The median corporate, public and foundation/endowment plan experienced positive results for the third quarter of 2007, according to a quarterly survey of plan sponsor performance by Mercer. However, many gains were erased during the first half of November as the market continued to react negatively to subprime mortgage concerns which have led to a tightening of credit and liquidity.
According to Mercer’s Summary Performance of US Institutional Portfolios survey, the median corporate plan had a third-quarter gain of 2.2%. Public plans and foundation/ endowment funds gained 2.3% and 2.4% during the quarter, respectively.

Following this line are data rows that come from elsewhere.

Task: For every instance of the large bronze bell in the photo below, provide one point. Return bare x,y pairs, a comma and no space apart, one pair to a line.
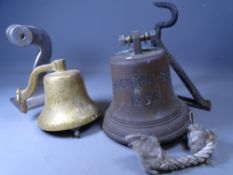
143,100
67,104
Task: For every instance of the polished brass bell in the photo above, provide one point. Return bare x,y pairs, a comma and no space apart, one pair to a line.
67,104
143,100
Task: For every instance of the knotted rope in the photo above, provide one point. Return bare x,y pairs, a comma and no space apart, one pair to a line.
155,160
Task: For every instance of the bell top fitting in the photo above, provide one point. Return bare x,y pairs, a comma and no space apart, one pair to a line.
67,104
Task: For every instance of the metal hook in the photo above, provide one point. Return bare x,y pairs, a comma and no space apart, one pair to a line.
23,36
198,101
165,24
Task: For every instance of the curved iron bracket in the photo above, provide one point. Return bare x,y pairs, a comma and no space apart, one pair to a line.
198,101
23,36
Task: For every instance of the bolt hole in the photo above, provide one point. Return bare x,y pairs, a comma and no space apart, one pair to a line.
22,36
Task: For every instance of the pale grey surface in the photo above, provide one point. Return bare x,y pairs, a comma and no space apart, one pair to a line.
25,149
85,32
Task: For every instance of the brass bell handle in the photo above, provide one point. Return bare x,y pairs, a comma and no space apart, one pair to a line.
155,37
23,94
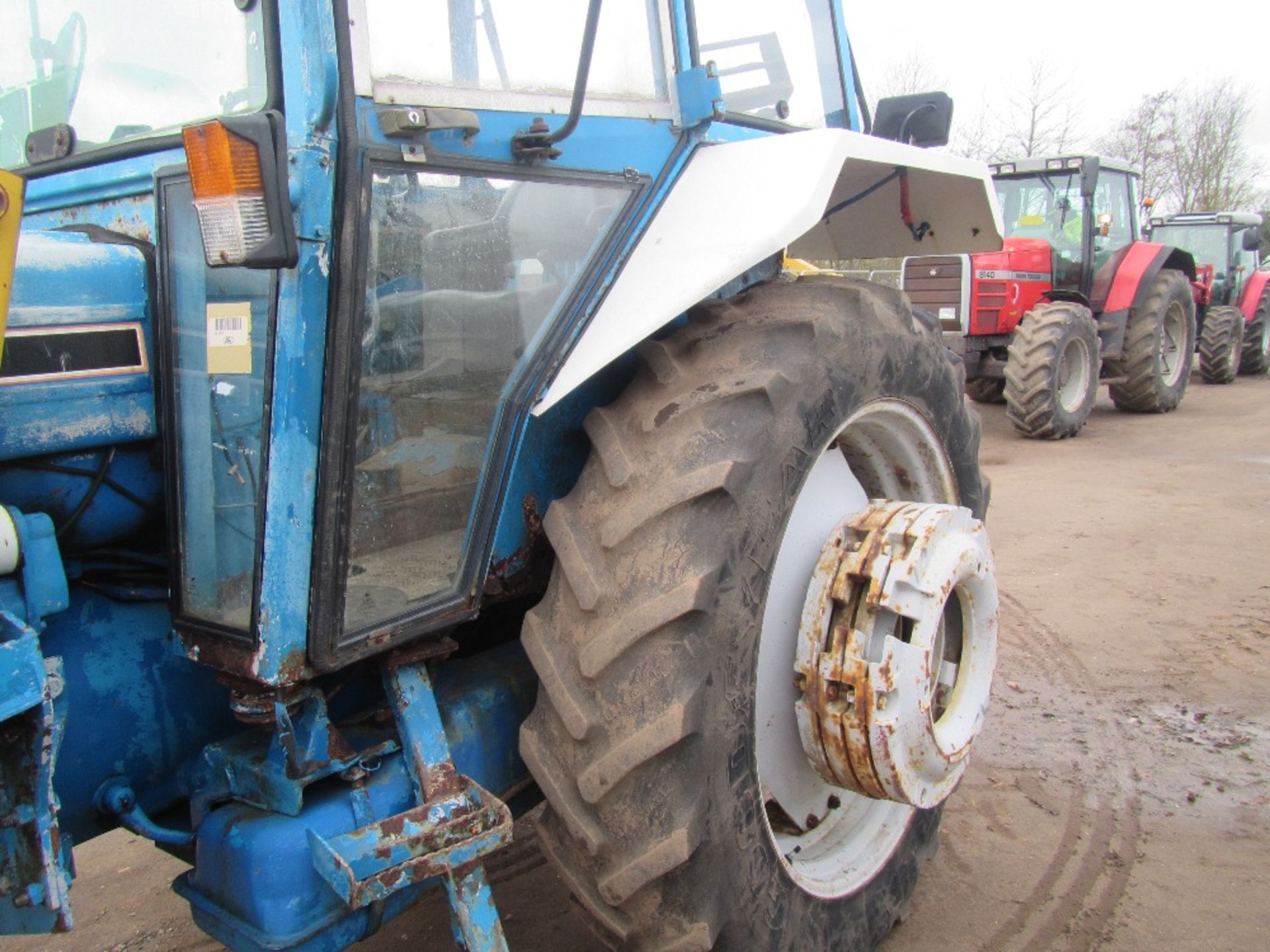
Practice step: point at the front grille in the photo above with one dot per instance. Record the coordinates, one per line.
(935, 284)
(990, 305)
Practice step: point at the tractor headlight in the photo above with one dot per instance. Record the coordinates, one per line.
(240, 192)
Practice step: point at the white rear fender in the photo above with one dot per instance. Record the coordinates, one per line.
(740, 202)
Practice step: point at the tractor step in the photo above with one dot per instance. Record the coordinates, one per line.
(444, 836)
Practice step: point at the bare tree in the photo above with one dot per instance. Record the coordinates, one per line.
(1191, 145)
(1040, 116)
(912, 74)
(976, 135)
(1144, 138)
(1210, 164)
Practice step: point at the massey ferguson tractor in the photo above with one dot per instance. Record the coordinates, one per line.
(1234, 296)
(404, 419)
(1074, 300)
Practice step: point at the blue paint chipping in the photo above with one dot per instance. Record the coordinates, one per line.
(316, 799)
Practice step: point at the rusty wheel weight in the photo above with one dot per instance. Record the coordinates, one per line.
(683, 809)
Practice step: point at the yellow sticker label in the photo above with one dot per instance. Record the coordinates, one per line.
(229, 338)
(11, 223)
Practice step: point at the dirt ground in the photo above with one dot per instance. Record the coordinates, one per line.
(1121, 797)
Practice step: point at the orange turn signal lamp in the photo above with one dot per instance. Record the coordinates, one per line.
(240, 190)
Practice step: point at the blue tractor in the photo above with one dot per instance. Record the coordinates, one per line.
(407, 415)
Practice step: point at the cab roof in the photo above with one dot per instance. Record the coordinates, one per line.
(1242, 220)
(1058, 163)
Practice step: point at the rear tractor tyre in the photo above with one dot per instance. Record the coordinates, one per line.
(986, 390)
(1221, 344)
(683, 809)
(1052, 372)
(1159, 348)
(1256, 339)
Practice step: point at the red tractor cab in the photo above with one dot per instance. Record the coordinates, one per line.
(1075, 299)
(1232, 295)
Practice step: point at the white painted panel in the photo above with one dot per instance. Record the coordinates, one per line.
(740, 202)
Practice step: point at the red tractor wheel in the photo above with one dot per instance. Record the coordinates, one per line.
(1052, 374)
(1159, 348)
(1256, 339)
(1221, 344)
(986, 390)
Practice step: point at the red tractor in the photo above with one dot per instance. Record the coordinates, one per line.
(1232, 296)
(1075, 299)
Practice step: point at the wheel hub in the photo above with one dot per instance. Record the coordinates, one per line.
(896, 651)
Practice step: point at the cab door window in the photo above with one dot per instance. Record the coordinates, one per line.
(1113, 212)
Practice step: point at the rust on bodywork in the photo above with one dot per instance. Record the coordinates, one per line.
(527, 569)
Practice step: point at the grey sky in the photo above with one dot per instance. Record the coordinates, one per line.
(1114, 51)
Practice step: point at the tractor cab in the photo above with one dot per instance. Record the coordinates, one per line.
(1226, 247)
(1083, 207)
(1232, 303)
(1070, 301)
(318, 309)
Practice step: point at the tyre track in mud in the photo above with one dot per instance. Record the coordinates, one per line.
(1072, 903)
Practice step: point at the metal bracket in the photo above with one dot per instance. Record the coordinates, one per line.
(700, 95)
(455, 824)
(34, 894)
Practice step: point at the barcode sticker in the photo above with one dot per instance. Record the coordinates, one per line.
(229, 338)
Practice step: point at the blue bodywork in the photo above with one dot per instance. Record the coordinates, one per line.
(316, 797)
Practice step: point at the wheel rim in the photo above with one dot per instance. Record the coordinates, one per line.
(1173, 344)
(887, 450)
(1074, 375)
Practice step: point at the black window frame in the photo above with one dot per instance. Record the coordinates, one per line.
(329, 645)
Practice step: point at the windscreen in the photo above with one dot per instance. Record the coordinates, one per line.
(117, 71)
(1208, 244)
(516, 46)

On a one-year basis, corporate plans had average gains of 14.9%, while public plans and foundation/endowment plans earned 16.0% and 16.9%, respectively. Over a 10-year timeframe, all three plan types have averaged between 7.8% and 8.8% on an annualized basis, according to Mercer.
According to Mercer’s analysis, both value and growth managers produced positive results during the third quarter, with the median large cap growth manager outperforming its value-oriented counterparts by 540 basis points. The median core large cap manager underperformed the S&P 500Â® Index during the third quarter by 20 basis points but outperformed the index by 130 basis points on an annualized basis over the last 10 years. The median core large cap manager outperformed its small cap counterpart by 500 basis points over the current quarter. The median core large cap manager gained 1.8% while the median core small cap manager lost 3.2%.

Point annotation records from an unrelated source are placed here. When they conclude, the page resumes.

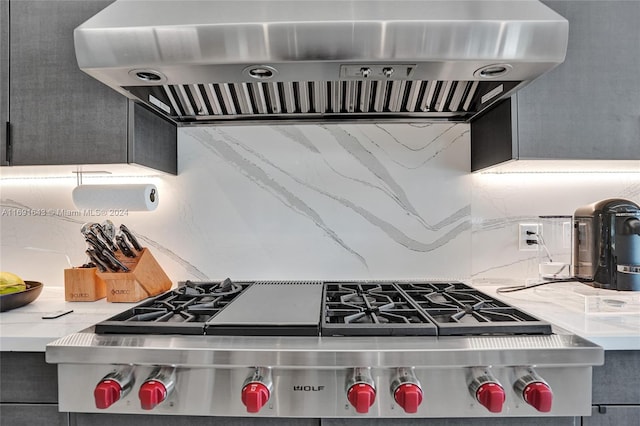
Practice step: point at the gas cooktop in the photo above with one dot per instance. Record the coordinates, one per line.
(314, 308)
(419, 349)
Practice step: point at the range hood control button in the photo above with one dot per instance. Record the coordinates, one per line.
(539, 396)
(409, 397)
(113, 387)
(534, 390)
(156, 388)
(107, 393)
(492, 396)
(361, 396)
(255, 396)
(256, 390)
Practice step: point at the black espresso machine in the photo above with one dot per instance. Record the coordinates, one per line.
(607, 244)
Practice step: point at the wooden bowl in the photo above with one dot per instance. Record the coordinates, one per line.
(21, 298)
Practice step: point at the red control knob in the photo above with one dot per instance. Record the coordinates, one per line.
(492, 396)
(254, 396)
(151, 393)
(107, 393)
(409, 397)
(539, 396)
(361, 396)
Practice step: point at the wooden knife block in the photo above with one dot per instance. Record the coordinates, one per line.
(144, 279)
(83, 285)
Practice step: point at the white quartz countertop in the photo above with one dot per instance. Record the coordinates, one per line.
(614, 326)
(608, 318)
(23, 329)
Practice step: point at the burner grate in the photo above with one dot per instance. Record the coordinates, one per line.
(184, 310)
(371, 309)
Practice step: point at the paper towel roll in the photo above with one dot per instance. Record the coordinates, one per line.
(142, 197)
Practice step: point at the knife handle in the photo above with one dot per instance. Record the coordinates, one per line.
(99, 264)
(114, 260)
(124, 247)
(130, 237)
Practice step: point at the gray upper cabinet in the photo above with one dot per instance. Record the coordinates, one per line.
(60, 115)
(586, 108)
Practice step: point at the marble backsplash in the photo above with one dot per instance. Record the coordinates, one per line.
(329, 202)
(278, 203)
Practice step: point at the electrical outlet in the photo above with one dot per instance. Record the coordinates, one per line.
(523, 228)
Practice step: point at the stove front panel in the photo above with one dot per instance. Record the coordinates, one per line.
(209, 391)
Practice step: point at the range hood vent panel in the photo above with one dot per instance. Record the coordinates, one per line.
(216, 61)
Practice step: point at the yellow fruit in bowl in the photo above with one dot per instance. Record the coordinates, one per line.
(11, 283)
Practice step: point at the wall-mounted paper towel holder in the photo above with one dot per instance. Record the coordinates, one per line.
(130, 197)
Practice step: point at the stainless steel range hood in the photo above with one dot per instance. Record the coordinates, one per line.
(204, 62)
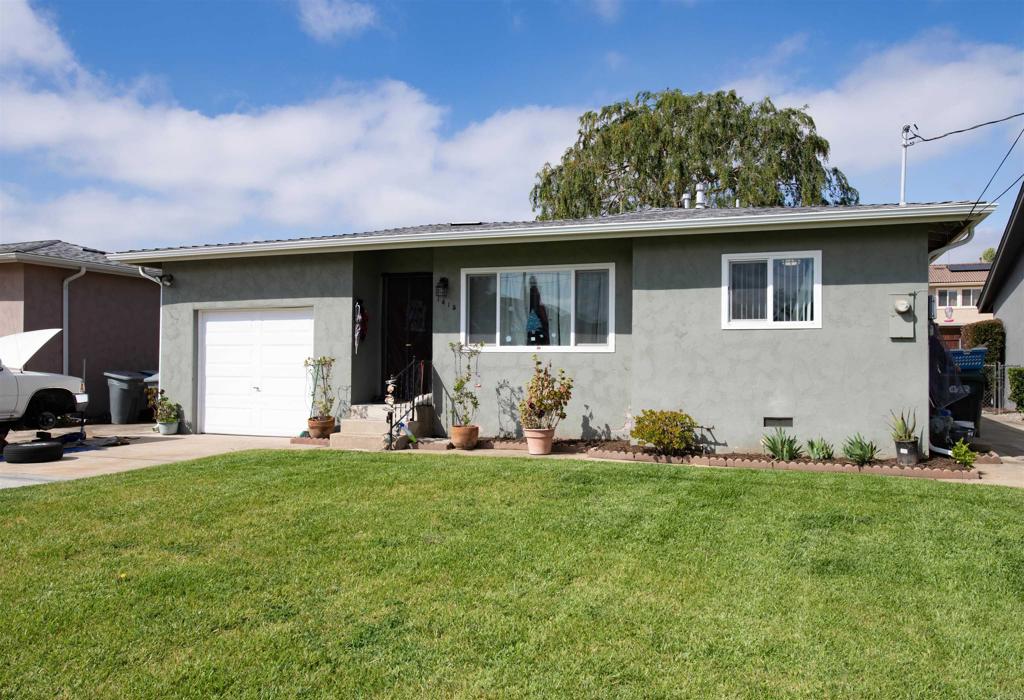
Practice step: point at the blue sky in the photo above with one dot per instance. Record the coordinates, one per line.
(127, 125)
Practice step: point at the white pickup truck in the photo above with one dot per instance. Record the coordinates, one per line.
(34, 400)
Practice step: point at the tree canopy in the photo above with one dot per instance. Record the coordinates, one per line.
(650, 150)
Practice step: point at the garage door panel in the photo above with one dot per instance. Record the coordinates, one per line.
(254, 381)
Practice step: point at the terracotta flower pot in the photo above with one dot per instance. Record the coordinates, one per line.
(465, 437)
(539, 440)
(321, 428)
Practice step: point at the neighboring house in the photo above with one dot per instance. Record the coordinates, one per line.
(745, 318)
(1004, 293)
(109, 313)
(955, 289)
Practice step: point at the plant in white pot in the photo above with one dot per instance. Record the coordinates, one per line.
(464, 400)
(321, 423)
(543, 406)
(168, 416)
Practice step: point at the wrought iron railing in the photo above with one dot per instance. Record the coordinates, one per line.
(400, 392)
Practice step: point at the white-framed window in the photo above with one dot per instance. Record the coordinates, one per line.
(947, 298)
(970, 297)
(540, 308)
(771, 290)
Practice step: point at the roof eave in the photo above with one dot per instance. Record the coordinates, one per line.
(583, 230)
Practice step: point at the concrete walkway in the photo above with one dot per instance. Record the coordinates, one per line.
(145, 448)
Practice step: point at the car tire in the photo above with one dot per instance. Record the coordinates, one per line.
(31, 452)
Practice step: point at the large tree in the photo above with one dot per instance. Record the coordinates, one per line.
(649, 150)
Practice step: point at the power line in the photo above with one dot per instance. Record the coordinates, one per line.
(918, 138)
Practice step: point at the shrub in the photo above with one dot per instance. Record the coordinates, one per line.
(668, 432)
(859, 450)
(546, 396)
(781, 445)
(903, 427)
(820, 449)
(988, 333)
(963, 454)
(1016, 376)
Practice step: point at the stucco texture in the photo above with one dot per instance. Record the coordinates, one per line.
(671, 351)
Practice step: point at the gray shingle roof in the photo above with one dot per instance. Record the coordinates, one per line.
(69, 253)
(662, 214)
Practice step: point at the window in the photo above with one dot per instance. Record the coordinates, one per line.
(551, 308)
(771, 290)
(947, 298)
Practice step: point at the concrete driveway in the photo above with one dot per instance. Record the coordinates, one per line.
(145, 448)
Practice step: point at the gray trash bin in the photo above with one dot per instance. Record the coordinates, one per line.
(127, 395)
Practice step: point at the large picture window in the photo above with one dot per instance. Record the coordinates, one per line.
(547, 308)
(771, 290)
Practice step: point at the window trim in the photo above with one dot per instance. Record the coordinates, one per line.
(769, 257)
(571, 347)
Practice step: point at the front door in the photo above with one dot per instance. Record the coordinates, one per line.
(408, 316)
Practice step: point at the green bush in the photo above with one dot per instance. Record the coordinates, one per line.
(859, 450)
(781, 445)
(1016, 376)
(820, 449)
(963, 454)
(668, 432)
(987, 333)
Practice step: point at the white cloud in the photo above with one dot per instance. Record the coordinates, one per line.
(325, 19)
(30, 38)
(937, 80)
(155, 173)
(608, 10)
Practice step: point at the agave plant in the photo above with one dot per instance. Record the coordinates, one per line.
(781, 445)
(820, 449)
(860, 450)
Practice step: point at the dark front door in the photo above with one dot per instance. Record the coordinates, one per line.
(408, 315)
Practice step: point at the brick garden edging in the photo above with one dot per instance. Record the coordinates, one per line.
(726, 461)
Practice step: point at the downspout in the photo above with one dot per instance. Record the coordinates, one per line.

The international equity asset class, as represented by the MSCI EAFE Index, gained 2.2%, outperforming the S&P 500 Index, its US large cap counterpart, for the quarter by a margin of 20 basis points and outperforming on a one-year basis by 850 basis points, according to Mercer. Local currency stock market returns in Europe and Japan were negative, but positive for the Asia Pacific excluding Japan region. A weakening US dollar aided total returns in all three regions.
Within the international asset class, the median growth manager outperformed its value counterpart by 420 basis points.
Within the fixed income asset class, the median core fixed income manager underperformed the Lehman Brothers Aggregate Index in the third quarter by 10 basis points, but outperformed the index on a one-year basis by 20 basis points. Over a 10-year period, the median manager has outperformed the index by 20 basis points.
During the quarter, the median core opportunistic manager underperformed the Lehman Brothers Aggregate Index by 30 basis points but outperformed the index by 20 basis points on a one-year basis. The median high-yield manager posted a 0.8% return for the quarter, according to the report.
In assessing international fixed income performance, the median non-US manager had a quarterly gain of 7.7% while the median global manager gained 5.9% over the same period. Over a 10-year period, the median managers in both universes outperformed their respective benchmarks.
Summary Performance of US Institutional Portfolios is published quarterly by Mercer. Summary Performance of US Institutional Portfolios may be downloaded free of charge from www.mercer.com . Please note: All performance is measured in US dollars, before investment management fees are deducted.